27.11.2019 - 07:50 | Son Güncellenme:
EKONOMİ SERVİSİ
Roubini, Türkiye Kalite Derneği (KalDer) ve TÜSİAD iş birliğiyle gerçekleştirilen 28. Kalite Kongresi’nde yaptığı konuşmada, dünya ekonomisinde en büyük riskin korumacılık politikaları olduğuna işaret ederek, ticaret, sermaye, iş ve emtiada kısıtlamalar olduğunu, mevcut teknoloji savaşlarının diğer ülkeleri de etkilediğini dile getirdi.
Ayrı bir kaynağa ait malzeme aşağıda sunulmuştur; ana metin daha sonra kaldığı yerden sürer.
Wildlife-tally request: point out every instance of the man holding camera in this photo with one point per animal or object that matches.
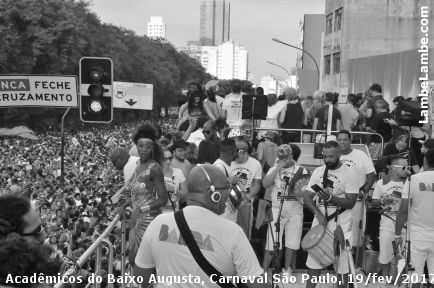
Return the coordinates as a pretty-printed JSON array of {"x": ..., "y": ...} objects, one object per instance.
[
  {"x": 335, "y": 186},
  {"x": 279, "y": 178},
  {"x": 222, "y": 243}
]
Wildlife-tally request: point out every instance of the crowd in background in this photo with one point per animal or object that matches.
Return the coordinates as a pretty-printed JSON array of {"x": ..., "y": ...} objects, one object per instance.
[{"x": 74, "y": 213}]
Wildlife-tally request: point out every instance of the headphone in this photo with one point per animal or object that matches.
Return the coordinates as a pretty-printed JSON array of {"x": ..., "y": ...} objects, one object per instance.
[{"x": 215, "y": 196}]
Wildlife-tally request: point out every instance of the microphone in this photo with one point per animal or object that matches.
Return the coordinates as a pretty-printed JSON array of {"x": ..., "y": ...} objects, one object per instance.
[{"x": 382, "y": 211}]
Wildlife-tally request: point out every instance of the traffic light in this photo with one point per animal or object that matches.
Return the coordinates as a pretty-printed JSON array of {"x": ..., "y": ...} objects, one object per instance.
[{"x": 96, "y": 89}]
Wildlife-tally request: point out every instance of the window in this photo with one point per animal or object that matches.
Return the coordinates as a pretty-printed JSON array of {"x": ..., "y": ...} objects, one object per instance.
[
  {"x": 329, "y": 23},
  {"x": 327, "y": 60},
  {"x": 338, "y": 19},
  {"x": 336, "y": 63}
]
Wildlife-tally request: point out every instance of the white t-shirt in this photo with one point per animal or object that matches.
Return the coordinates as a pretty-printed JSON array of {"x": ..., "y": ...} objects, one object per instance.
[
  {"x": 344, "y": 181},
  {"x": 391, "y": 190},
  {"x": 285, "y": 176},
  {"x": 130, "y": 167},
  {"x": 247, "y": 172},
  {"x": 172, "y": 186},
  {"x": 421, "y": 214},
  {"x": 233, "y": 106},
  {"x": 222, "y": 242},
  {"x": 360, "y": 162},
  {"x": 196, "y": 137}
]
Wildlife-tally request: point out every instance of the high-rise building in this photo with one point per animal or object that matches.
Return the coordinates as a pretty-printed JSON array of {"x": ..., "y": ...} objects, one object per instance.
[
  {"x": 373, "y": 41},
  {"x": 214, "y": 22},
  {"x": 232, "y": 61},
  {"x": 225, "y": 61},
  {"x": 156, "y": 28}
]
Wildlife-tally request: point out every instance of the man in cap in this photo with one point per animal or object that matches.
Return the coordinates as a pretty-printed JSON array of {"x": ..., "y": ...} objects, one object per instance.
[
  {"x": 339, "y": 190},
  {"x": 249, "y": 173},
  {"x": 267, "y": 151},
  {"x": 280, "y": 178},
  {"x": 163, "y": 253},
  {"x": 291, "y": 116},
  {"x": 179, "y": 153}
]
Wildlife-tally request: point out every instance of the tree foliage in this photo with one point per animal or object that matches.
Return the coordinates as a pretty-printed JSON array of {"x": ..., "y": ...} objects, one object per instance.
[{"x": 50, "y": 36}]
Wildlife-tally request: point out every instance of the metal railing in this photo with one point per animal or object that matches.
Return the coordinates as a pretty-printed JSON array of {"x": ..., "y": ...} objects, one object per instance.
[
  {"x": 311, "y": 131},
  {"x": 96, "y": 248}
]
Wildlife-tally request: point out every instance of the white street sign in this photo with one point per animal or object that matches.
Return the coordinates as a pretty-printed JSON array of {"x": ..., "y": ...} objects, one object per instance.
[
  {"x": 132, "y": 95},
  {"x": 40, "y": 90}
]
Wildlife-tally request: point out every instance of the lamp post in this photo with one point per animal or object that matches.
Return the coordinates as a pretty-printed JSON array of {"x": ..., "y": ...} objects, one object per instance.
[
  {"x": 287, "y": 72},
  {"x": 298, "y": 48},
  {"x": 281, "y": 78}
]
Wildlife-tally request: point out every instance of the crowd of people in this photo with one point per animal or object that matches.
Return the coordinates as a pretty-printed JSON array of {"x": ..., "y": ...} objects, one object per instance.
[{"x": 206, "y": 161}]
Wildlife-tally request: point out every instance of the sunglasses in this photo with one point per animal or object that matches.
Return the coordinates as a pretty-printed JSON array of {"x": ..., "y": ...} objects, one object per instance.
[
  {"x": 35, "y": 233},
  {"x": 402, "y": 167}
]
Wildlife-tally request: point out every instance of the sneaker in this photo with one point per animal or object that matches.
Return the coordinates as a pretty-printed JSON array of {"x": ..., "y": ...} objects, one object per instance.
[{"x": 286, "y": 273}]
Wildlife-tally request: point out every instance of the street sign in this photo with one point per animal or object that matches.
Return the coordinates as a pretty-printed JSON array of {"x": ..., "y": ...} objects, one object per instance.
[
  {"x": 38, "y": 90},
  {"x": 133, "y": 95}
]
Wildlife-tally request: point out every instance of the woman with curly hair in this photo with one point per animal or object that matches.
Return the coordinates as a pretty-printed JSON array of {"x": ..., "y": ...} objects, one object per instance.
[{"x": 145, "y": 189}]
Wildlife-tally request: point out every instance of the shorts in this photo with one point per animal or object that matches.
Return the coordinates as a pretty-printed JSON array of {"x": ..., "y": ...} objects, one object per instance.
[
  {"x": 386, "y": 248},
  {"x": 291, "y": 225},
  {"x": 342, "y": 260},
  {"x": 421, "y": 252}
]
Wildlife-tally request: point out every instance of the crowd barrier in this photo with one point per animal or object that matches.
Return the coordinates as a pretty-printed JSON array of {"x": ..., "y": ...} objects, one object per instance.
[{"x": 96, "y": 248}]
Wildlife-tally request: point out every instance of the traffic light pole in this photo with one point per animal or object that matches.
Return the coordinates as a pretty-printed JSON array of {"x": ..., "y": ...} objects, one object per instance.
[{"x": 62, "y": 149}]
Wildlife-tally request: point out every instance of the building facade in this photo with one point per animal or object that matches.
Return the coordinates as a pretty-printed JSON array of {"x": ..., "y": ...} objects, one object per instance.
[
  {"x": 375, "y": 41},
  {"x": 157, "y": 28},
  {"x": 310, "y": 34},
  {"x": 214, "y": 22}
]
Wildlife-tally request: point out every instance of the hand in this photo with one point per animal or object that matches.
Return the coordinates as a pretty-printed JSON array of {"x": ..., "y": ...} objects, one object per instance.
[
  {"x": 233, "y": 180},
  {"x": 386, "y": 201},
  {"x": 322, "y": 220},
  {"x": 398, "y": 241},
  {"x": 325, "y": 194}
]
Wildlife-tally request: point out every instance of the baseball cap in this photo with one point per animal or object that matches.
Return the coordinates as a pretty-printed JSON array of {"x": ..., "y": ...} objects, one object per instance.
[{"x": 284, "y": 151}]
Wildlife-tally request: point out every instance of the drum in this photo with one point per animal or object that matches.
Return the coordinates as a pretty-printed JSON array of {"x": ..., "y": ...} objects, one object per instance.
[
  {"x": 318, "y": 242},
  {"x": 299, "y": 187},
  {"x": 357, "y": 213}
]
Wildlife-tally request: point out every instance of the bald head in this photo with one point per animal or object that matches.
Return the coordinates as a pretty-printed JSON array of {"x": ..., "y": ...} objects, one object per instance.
[
  {"x": 290, "y": 93},
  {"x": 119, "y": 157},
  {"x": 198, "y": 182}
]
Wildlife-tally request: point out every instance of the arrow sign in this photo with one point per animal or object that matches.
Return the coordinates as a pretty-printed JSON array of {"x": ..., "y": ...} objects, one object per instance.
[
  {"x": 132, "y": 95},
  {"x": 130, "y": 102}
]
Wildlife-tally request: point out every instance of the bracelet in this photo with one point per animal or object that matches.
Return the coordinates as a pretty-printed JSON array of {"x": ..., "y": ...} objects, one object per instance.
[{"x": 145, "y": 208}]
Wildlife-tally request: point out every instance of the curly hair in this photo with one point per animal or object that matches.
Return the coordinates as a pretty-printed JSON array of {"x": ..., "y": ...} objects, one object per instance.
[
  {"x": 25, "y": 257},
  {"x": 190, "y": 105},
  {"x": 12, "y": 209},
  {"x": 149, "y": 132}
]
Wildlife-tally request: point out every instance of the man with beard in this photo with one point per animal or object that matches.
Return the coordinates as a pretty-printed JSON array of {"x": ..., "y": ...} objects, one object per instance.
[
  {"x": 340, "y": 190},
  {"x": 387, "y": 195},
  {"x": 291, "y": 217},
  {"x": 249, "y": 173},
  {"x": 365, "y": 170},
  {"x": 223, "y": 244}
]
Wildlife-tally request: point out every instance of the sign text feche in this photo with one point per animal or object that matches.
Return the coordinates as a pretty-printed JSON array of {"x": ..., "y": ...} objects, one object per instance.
[{"x": 31, "y": 90}]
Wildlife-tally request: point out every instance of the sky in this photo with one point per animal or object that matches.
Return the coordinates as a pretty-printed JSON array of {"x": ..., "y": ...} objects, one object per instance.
[{"x": 253, "y": 24}]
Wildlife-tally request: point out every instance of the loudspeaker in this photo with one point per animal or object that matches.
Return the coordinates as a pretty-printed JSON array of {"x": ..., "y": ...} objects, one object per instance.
[
  {"x": 260, "y": 110},
  {"x": 408, "y": 114}
]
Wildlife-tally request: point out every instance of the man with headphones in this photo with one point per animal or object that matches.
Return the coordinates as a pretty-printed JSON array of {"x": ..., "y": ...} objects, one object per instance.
[{"x": 163, "y": 251}]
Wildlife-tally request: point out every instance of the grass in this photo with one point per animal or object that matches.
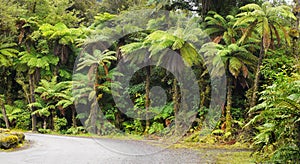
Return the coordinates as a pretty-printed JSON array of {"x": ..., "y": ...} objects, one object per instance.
[{"x": 235, "y": 158}]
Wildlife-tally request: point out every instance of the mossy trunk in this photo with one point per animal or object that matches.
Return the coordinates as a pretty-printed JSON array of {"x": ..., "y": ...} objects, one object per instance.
[
  {"x": 228, "y": 105},
  {"x": 147, "y": 101},
  {"x": 6, "y": 120},
  {"x": 32, "y": 99},
  {"x": 176, "y": 106},
  {"x": 73, "y": 116},
  {"x": 257, "y": 77}
]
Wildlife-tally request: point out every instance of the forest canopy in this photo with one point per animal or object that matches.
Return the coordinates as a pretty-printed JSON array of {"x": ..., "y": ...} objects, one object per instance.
[{"x": 226, "y": 69}]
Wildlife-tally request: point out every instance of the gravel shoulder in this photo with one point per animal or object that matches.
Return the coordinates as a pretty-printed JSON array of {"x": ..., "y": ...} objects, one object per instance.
[{"x": 51, "y": 149}]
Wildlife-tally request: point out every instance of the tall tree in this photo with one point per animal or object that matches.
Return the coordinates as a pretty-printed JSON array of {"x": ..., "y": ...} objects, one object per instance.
[
  {"x": 238, "y": 62},
  {"x": 267, "y": 21}
]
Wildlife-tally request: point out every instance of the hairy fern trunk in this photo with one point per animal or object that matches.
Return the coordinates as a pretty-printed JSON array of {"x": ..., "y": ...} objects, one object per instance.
[{"x": 257, "y": 76}]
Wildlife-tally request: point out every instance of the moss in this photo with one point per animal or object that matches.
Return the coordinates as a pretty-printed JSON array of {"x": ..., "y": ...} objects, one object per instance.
[
  {"x": 8, "y": 141},
  {"x": 234, "y": 157},
  {"x": 4, "y": 130}
]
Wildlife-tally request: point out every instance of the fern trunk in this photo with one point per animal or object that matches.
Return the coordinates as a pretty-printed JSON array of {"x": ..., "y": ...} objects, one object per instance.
[
  {"x": 176, "y": 104},
  {"x": 147, "y": 101},
  {"x": 228, "y": 105},
  {"x": 73, "y": 116},
  {"x": 6, "y": 120},
  {"x": 32, "y": 99},
  {"x": 257, "y": 76}
]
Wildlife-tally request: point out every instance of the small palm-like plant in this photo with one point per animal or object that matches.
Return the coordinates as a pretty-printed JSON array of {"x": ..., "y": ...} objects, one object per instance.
[
  {"x": 237, "y": 60},
  {"x": 221, "y": 28},
  {"x": 267, "y": 21},
  {"x": 92, "y": 63},
  {"x": 7, "y": 53}
]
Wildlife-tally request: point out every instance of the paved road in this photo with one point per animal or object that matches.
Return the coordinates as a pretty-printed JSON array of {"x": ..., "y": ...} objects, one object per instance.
[{"x": 50, "y": 149}]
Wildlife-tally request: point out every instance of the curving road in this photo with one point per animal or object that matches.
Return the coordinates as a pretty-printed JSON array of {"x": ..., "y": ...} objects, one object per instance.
[{"x": 51, "y": 149}]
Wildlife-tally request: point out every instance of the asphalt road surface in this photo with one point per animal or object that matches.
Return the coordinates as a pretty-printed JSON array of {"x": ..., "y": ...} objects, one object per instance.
[{"x": 51, "y": 149}]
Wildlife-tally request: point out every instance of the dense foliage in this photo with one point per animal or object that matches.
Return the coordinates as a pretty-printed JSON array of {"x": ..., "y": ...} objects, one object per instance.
[{"x": 257, "y": 43}]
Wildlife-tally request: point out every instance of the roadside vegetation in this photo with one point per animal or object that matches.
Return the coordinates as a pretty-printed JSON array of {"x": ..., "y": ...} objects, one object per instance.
[{"x": 257, "y": 42}]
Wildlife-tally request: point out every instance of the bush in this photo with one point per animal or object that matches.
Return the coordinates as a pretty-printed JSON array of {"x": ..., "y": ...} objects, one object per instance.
[
  {"x": 10, "y": 139},
  {"x": 60, "y": 124},
  {"x": 76, "y": 130}
]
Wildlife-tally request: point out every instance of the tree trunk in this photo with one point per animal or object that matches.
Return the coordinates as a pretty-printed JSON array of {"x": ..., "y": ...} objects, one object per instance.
[
  {"x": 147, "y": 101},
  {"x": 32, "y": 98},
  {"x": 73, "y": 116},
  {"x": 228, "y": 105},
  {"x": 45, "y": 123},
  {"x": 6, "y": 120},
  {"x": 175, "y": 97},
  {"x": 257, "y": 77},
  {"x": 176, "y": 106}
]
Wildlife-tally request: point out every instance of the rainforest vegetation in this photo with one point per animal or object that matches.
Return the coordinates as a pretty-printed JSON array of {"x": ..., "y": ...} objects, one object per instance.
[{"x": 50, "y": 48}]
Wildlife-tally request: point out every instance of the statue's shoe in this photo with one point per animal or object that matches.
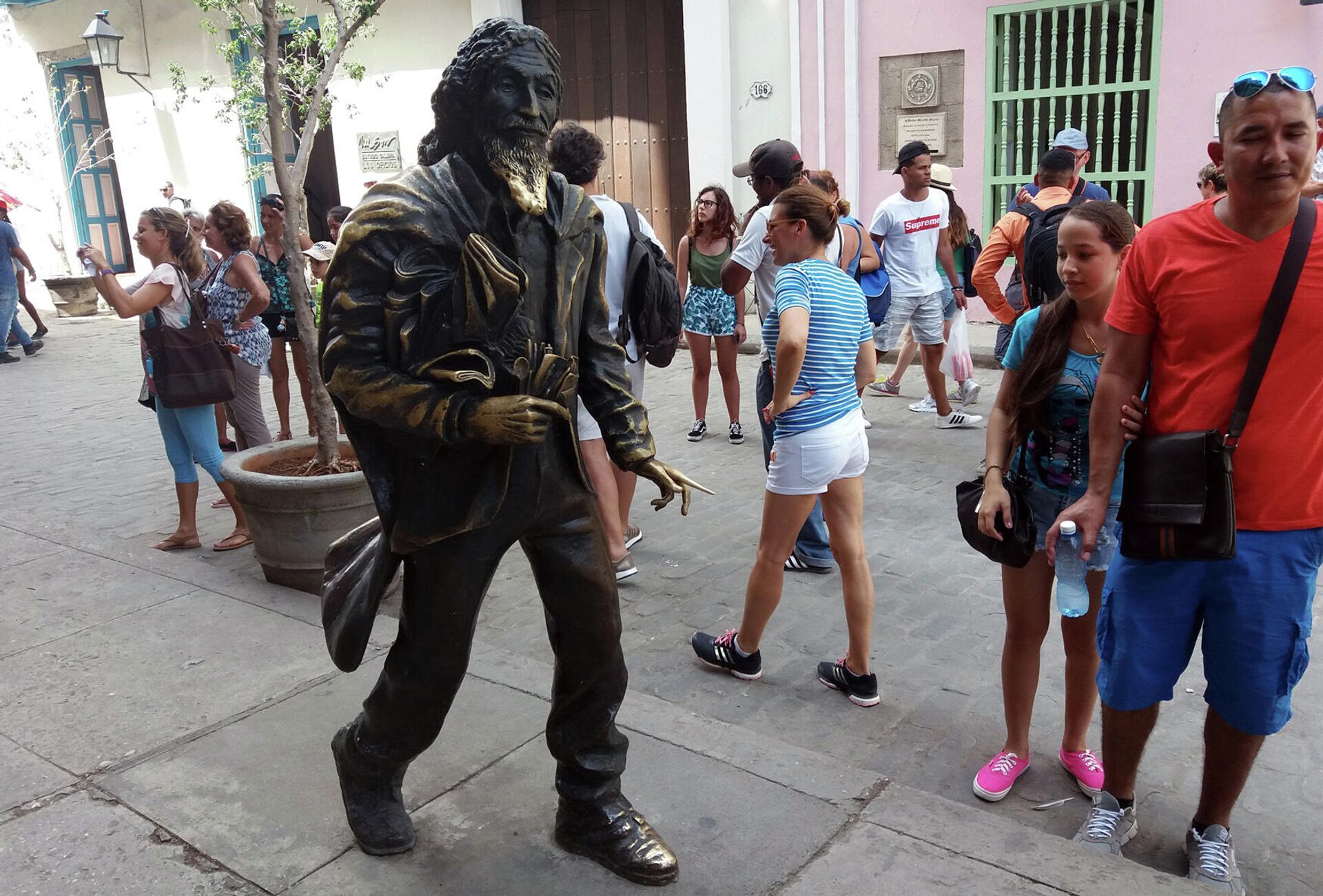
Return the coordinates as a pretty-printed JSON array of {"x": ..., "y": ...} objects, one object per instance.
[
  {"x": 618, "y": 838},
  {"x": 372, "y": 801}
]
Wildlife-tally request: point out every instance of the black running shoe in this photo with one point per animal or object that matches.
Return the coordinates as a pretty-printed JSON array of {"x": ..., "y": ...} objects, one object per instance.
[
  {"x": 861, "y": 690},
  {"x": 721, "y": 653}
]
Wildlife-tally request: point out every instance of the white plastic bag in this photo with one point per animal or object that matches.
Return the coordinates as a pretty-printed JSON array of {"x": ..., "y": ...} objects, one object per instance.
[{"x": 957, "y": 362}]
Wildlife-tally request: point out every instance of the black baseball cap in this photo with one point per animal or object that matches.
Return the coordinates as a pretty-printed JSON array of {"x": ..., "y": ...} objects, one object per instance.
[
  {"x": 910, "y": 151},
  {"x": 776, "y": 159}
]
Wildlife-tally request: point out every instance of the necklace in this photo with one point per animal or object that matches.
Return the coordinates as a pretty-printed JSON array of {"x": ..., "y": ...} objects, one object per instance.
[{"x": 1096, "y": 349}]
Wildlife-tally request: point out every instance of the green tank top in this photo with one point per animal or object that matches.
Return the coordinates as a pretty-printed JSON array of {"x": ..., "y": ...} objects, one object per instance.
[{"x": 706, "y": 270}]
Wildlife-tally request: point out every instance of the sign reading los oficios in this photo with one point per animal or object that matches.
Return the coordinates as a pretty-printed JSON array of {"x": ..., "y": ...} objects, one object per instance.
[{"x": 380, "y": 151}]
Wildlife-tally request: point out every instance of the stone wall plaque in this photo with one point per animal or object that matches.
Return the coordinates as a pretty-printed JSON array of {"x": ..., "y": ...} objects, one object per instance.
[
  {"x": 380, "y": 151},
  {"x": 929, "y": 129},
  {"x": 921, "y": 87}
]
Türkiye’nin son 20 yıldır ekonomik büyümesinin ve ekonomik çeşitlenmesinin gayet iyi olduğunu ifade eden Roubini, “Finansal hizmetlerde ve endüstriyel açıdan gayet başarılıydı. Türkiye’nin hem Batı hem de Doğu ile iş yapabilmesi çok avantaj sağlıyor. Türkiye’nin nüfus artışı, doğru eğitim ve beceri kullanımıyla önemli bir ekonomi kaynağı olabilir” dedi.
Türk ekonomisinde son dönemde kırılganlık başladığını ifade eden Roubini, “Türkiye’de 2015’ten bu yana reform yapma süreci yavaşladı. Kredi politikası ve gevşek politika sebebiyle enflasyonda artış oldu. Türkiye ekonomisinde makroekonomik kırılganlığın yanı sıra jeopolitik kırılganlıklar da etkili oldu. Para birimi değeri kayba uğradı. Bu durumdan hem bankacılık hem de özel sektör etkilendi” dedi.
Cari açık azalıyor
Roubini, Türkiye’de ekonominin bu yıl yükselişe geçtiğini belirterek, şunları kaydetti:
“Ekonomi daha istikrarlı hale geldi. Turizmin katkısıyla cari açığın azaldığını görüyoruz. Ekonomi iyileşmeye başladı ama bu iyileşme kırılgan ve suni. Türkiye’de parasal politikaların daha sıkı olması gerekiyor. Makroekonomik stabilizasyon anlamında bakacak olursak potansiyel bir büyüme için Türkiye’nin yapısal reformlara ihtiyacı var. Türkiye’de genç nüfusun istihdama katılması daha yüksek büyümesine katkı verecektir.”